Preflight can only be applied to the request, not to the entire domain. I brought the same question up on the mailing list, and there were security concerns. Here's the entire thread: http://lists.w3.org/Archives/Public/public-webapps/2012AprJun/0228.html
There are a few things to consider if you'd like to limit the number of preflight requests. First note that WebKit/Blink based browsers set a max preflight cache of 10 minutes:
https://github.com/WebKit/webkit/blob/master/Source/WebCore/loader/CrossOriginPreflightResultCache.cpp
https://chromium.googlesource.com/chromium/blink/+/master/Source/core/loader/CrossOriginPreflightResultCache.cpp
(I'm not sure if this is true for other browsers). So while you should always set the Access-Control-Max-Age header, the max value is 10 minutes.
Next note that it is impossible to avoid a preflight on PUT/DELETE requests. So updates/deletes to your API will require at least one preflight every 10 minutes.
On GET/POST, avoid custom headers if at all possible, since these still trigger preflights. If your API returns JSON, note that a Content-Type of 'application/json' also triggers a preflight.
If you are willing to bend just how "RESTful" your API is, there are a few more things you can try.
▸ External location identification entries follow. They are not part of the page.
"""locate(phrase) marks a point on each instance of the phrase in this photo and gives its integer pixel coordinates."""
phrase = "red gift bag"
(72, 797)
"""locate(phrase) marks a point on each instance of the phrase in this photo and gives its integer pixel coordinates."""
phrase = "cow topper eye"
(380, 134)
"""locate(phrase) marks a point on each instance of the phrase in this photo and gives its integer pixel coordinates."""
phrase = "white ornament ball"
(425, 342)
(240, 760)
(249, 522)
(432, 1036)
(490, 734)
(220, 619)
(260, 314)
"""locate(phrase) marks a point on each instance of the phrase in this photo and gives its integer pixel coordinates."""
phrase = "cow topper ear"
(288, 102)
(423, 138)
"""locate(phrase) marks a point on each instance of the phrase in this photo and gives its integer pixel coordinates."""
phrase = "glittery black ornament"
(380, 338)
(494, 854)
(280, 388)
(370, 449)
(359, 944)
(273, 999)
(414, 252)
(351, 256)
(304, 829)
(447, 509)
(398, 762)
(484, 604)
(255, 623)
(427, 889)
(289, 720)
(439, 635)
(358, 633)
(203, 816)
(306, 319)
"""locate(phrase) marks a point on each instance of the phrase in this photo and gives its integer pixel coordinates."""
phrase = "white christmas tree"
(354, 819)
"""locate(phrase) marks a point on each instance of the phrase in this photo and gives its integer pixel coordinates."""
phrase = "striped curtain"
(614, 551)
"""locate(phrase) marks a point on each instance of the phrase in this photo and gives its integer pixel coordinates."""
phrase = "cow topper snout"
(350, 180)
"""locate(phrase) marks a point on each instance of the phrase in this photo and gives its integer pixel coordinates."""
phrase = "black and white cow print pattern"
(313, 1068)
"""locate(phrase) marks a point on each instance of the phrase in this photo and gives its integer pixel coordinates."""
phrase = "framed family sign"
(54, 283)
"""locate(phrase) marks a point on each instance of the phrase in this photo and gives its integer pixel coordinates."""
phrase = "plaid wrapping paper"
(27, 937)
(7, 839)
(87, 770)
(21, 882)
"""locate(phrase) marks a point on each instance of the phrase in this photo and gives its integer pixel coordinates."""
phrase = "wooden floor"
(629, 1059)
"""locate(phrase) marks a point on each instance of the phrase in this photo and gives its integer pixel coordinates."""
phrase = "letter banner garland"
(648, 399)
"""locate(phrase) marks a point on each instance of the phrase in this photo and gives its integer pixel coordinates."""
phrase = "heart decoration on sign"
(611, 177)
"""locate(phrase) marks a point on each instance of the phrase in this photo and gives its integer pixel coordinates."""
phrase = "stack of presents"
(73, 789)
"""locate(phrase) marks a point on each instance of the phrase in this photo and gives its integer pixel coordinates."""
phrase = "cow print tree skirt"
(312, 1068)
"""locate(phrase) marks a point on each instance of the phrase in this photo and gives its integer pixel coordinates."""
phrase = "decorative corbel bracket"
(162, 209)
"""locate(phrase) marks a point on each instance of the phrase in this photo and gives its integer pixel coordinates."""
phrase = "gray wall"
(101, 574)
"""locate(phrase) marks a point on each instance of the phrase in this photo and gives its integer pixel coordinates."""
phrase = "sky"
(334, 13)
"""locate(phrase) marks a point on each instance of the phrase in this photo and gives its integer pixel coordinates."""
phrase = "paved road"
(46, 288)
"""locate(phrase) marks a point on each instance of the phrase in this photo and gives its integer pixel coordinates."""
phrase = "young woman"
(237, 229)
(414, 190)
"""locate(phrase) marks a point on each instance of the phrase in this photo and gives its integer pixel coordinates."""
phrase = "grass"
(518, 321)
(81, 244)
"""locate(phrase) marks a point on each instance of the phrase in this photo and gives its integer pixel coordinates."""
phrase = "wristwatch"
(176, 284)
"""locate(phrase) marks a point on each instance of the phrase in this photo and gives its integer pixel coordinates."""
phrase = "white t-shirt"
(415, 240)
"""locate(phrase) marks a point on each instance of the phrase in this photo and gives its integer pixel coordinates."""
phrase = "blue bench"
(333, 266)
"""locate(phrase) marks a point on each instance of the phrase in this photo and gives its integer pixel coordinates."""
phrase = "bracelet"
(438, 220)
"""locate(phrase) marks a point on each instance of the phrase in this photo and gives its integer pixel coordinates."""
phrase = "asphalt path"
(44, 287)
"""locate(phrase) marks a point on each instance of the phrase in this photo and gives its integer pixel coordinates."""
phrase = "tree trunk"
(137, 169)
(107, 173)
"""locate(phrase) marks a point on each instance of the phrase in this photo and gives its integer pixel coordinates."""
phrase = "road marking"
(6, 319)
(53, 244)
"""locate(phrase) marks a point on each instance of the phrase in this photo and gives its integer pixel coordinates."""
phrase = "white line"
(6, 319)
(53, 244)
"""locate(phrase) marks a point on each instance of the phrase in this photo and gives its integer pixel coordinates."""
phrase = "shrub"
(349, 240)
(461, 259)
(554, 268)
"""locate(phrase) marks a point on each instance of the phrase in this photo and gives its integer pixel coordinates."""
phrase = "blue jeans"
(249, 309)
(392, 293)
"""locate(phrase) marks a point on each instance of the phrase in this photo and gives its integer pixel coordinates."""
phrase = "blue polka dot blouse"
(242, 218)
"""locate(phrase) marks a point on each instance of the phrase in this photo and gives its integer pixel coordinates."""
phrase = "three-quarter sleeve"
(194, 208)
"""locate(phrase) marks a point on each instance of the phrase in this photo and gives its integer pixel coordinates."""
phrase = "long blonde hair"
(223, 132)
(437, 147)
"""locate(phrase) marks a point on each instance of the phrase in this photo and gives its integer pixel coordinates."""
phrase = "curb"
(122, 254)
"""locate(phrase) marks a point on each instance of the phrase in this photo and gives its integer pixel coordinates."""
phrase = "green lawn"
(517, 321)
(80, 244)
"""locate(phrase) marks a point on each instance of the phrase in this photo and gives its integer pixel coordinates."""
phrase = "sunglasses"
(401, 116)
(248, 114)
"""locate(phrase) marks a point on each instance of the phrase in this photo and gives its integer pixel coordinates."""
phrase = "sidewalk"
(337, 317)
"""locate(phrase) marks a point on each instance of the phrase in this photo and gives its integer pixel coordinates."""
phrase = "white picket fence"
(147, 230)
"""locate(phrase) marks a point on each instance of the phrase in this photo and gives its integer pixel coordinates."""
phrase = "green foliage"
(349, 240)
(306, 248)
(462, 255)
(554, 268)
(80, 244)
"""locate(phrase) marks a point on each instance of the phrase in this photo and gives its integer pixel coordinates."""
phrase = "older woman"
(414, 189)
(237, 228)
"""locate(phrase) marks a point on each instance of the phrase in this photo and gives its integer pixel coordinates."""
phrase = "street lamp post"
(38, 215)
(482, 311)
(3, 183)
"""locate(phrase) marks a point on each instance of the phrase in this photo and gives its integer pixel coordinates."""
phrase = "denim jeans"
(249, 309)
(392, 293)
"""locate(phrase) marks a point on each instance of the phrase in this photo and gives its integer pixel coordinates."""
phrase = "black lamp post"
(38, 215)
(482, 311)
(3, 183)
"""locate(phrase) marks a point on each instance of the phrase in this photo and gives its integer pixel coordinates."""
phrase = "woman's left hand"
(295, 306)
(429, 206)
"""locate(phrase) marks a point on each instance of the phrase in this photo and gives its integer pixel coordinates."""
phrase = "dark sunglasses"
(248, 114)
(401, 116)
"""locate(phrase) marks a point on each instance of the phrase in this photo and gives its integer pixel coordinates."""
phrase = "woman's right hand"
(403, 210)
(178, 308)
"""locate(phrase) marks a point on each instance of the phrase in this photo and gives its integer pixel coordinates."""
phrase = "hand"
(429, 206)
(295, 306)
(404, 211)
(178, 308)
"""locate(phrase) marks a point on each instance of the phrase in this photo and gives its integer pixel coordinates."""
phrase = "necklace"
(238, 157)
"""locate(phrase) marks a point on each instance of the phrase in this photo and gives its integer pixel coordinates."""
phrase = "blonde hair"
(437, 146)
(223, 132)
One is to use a Content-Type that doesn't need a preflight, like 'text/plain'. Custom headers always trigger preflights, so if you have any custom headers, you could move them into query parameters. At the extreme end, you could use a protocol like JSON-RPC, where all requests are made to a single endpoint.
In all honesty, because of the browser's preflight cache limit of 10 minutes, and REST's resource urls, the preflight cache is fairly useless. There's very little you can do to limit preflights over the course of a long running app. I'm hopeful the authors of the CORS spec will try to address this in the future.